Like water, unit tests are important. Also like water, the provision of unit tests is not free. However, unlike water, far too many developers (especially the last 5-10 years) would be Horrified to discover even one "venue" where unit tests are not provided for. This reflects, in my humble opinion dear Blogspot, a failure to think on the margin.

Like with Water and Radio Shack, spotting the most cost-inefficient places for unit tests is pretty easy: getters and setters, code that does trivial calculations, code that generates logs for developer purposes, or code whose failure is more cheaply spotted by integration testing (such as user interfaces), etc. Below this it gets rather fuzzy -- one might argue that code that has a high call count, has numerous dependencies, is modified frequently, has failed previously, or that performs a function whose failure would be disastrous are all great candidates for unit tests.

Either way, treating Unit Tests like Water and reasoning that "because they are important, they must be equally demanded in all situations" is both fallacious (see the Fallacy of Composition & Division) and a wasteful use of resources.

Thursday, August 5, 2010

Price Shopping

Dear Blogspot,

Today I looked at web site statistics. I saw interesting data, including numbers of page views, typical page navigation flows, and similar metrics. The web developer then tied those metrics directly into how his automated web site testing tool was configured. The output from the testing tool, combined with the metrics, then directly informed the time he spent improving and optimizing specific aspects of the web site. This started me thinking about whether such statistics might be useful in directing all web developer tasks.

In markets, prices are signals of public preference. Higher prices signal higher preference, and often cause more production effort in that direction. For a free public web site, especially one dedicated to an unreleased product, there are no prices anywhere to be found! Therefore, like the apparatchik economists of the 20th century, web developers have only statistics to approximate this function.

So, does this work? Is this a good approximation? Not even close...

In the first place, while usage statistics reflect demand, the only cost incurred by the free web page viewer is their time. Suppose that an attempt was made to make the site profitable by charging the user a fixed price for each page click. The (few) remaining web users viewing habits would change considerably, and the usage statistics would be radically altered. Higher value pages would gain considerably relative to lower value pages. Users would likely use bookmarks to skip index/portal-like pages in favor of going directly to the pages they want most.

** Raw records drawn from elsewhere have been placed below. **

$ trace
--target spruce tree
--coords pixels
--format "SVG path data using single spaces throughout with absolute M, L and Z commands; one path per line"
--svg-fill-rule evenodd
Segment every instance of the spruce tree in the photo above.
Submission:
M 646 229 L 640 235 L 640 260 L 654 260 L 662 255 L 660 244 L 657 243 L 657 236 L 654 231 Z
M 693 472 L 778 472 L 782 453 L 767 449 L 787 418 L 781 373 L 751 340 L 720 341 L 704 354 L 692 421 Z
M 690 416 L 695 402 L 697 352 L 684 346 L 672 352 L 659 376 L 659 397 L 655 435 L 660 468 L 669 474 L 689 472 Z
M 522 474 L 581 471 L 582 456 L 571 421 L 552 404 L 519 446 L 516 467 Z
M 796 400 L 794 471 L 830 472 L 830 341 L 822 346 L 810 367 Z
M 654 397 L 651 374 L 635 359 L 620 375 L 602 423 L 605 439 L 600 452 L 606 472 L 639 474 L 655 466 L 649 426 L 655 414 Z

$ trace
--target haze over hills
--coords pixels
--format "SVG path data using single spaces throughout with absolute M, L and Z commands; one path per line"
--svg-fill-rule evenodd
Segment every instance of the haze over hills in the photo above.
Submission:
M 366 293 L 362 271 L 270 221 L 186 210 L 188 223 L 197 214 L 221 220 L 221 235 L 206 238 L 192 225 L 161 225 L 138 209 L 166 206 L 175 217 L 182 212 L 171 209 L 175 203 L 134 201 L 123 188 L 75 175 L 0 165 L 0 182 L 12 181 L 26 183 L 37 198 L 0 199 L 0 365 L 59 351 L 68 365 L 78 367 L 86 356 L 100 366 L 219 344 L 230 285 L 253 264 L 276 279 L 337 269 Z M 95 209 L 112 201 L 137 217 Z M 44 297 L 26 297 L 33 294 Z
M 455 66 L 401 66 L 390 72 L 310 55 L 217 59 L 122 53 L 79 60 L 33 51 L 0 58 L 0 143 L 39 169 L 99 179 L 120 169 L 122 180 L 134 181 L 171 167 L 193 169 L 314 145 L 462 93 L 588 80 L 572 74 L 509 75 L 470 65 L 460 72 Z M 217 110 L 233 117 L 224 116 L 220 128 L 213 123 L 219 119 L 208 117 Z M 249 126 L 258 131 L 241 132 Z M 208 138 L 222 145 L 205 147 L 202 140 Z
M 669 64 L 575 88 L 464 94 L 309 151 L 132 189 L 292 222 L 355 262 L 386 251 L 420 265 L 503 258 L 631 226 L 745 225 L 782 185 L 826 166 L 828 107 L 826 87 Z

In the second place, while usage statistics aggregate access, they do not approximate the intensity of the desire for the various pages viewed. In economics, this is called price elasticity. This is why, in our hypothetical pay-per-click site, the fixed page price would cause those pages that people value below the fixed price, such as the index and portal-like pages, to lose traffic relative to other pages.

Lastly, and this goes back to a previous blog post, demand determined from site statistics can not be used to determine the profitability of spending more developer time on even the most-viewed pages. This is due to the difficulty in comparing the market-cost of a developer's time with the time spent on particular pages. Perhaps maintaining the most popular pages have developer time costs that make such work unwarranted. Perhaps the developer should spend his time instead on NEW pages. Without prices at both ends of the equation, it's impossible to say.

Web statistics are very useful things. For the purposes that this particular web developer was putting them to, they were very near perfect. However, if such direct demand signals are otherwise useless in directing web developer tasks, how much harder is it to determine the best use of the time of non-web developers, who don't even have that?